What is Inulin?
Inulin is a nondigestible carbohydrate source of fiber derived from a vast array of fruits, vegetables, herbs, and wheat. It is a prebiotic.
Inulin originates from a plant-based source such as herbs, wheat, fruits, and vegetables.
Inulin serves as insoluble fiber and is beneficial to digestive health.
The chemical makeup of inulin breaks down into multiple simple sugars linked together to
form the oligosaccharide of inulin.
In baking, inulin can be added as a powder to improve final product attributes and add a little extra sweetness to the baked item. In white breads, inulin has exhibited dough improvement properties such as better crumb color, strength, and improved maillard reaction, resulting in the desirable browning of the outer crumb layer and high flavor. Such improvements can be explained by the occurrence of the breakdown within the linkages between the simple sugars of inulin. This results in a multitude of low molecular weight sugars that reside on the crust, in addition to the naturally present reducing sugars from an ingredient source other than that of inulin.

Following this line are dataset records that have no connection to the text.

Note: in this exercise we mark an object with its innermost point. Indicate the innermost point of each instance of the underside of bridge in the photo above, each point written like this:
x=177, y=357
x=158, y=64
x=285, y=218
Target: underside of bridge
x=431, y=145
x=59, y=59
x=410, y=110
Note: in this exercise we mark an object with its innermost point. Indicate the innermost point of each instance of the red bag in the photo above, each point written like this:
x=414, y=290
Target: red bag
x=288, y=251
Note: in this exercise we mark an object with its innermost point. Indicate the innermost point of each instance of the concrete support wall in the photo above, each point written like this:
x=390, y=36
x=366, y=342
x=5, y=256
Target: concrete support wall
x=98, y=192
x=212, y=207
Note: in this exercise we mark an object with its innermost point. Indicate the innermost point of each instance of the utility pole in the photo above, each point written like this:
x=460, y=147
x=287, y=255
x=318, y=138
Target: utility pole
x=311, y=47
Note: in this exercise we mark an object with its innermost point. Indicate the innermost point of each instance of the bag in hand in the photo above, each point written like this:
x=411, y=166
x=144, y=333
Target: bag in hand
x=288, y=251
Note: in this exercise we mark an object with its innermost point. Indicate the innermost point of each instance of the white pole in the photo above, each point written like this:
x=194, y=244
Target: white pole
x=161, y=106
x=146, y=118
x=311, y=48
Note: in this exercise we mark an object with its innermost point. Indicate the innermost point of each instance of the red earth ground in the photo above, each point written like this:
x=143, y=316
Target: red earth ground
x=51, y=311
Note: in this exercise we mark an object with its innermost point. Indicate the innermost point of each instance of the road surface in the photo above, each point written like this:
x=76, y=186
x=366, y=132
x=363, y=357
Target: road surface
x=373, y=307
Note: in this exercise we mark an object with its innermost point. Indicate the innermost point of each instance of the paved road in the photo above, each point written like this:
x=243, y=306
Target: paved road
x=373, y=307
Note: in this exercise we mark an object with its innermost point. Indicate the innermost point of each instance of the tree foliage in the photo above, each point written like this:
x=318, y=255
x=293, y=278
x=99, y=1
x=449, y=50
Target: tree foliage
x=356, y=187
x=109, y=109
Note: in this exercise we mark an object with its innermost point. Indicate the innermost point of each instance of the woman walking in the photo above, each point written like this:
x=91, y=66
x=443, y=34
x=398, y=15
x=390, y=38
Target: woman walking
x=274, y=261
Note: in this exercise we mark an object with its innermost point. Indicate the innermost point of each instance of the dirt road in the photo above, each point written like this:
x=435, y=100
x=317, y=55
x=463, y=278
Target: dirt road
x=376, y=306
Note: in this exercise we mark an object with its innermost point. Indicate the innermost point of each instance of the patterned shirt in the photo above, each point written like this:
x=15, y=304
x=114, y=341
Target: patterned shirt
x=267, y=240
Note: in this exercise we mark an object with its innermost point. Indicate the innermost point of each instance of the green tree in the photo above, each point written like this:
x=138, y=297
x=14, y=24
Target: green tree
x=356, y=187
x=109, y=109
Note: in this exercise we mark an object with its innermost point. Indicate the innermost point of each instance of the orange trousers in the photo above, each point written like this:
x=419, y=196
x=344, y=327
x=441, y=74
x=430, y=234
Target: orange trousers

Inulin is very beneficial to health upon consumption because of the intestinal bacterial
benefits, as well as the capability to decrease or inhibit the production of triglycerides in the body. In regard to the benefits for the live bacteria residing in the human intestine, inulin serves as an energy source for bacteria, which aids in proper digestion, making it a prebiotic. Medically, those individuals who have high cholesterol or blood-triglyceride levels are prescribed higher daily servings of foods high in inulin to lower levels to an adequate value, in addition to aiding in weight loss.
Maintaining adequate consumption of beneficial fiber such as inulin is vital to a healthy
diet, the consensus of inulin intake is 10-15 grams per day from foods such as
wheat, bananas, apples, asparagus, onion, garlic, and chicory root.
- Chicory Root: Substitute for sugar or fat, humectant, thickening agent, or binding agent used in a multitude of baked items such as reduced fat, sugar-free cookies, bars, biscuits, pretzels, pancakes, French fry coatings, crackers, chips, and tortillas. Chicory root is the primary source of inulin industrially currently utilized.
- Vegetables and plant based sources: Sources of inulin include many vegetables such as artichokes, agave nectar, yam, leek, garlic, asparagus, onion, and roots derived from plant sources such as dandelion, chicory.
- Fruits: Wide variety, such as bananas.
- Herbs: Sources of inulin are cinnamon, parsley, powdered red chili peppers, ground black pepper.
- Wheat: Derived from the wheat grain, primarily used via a flour source.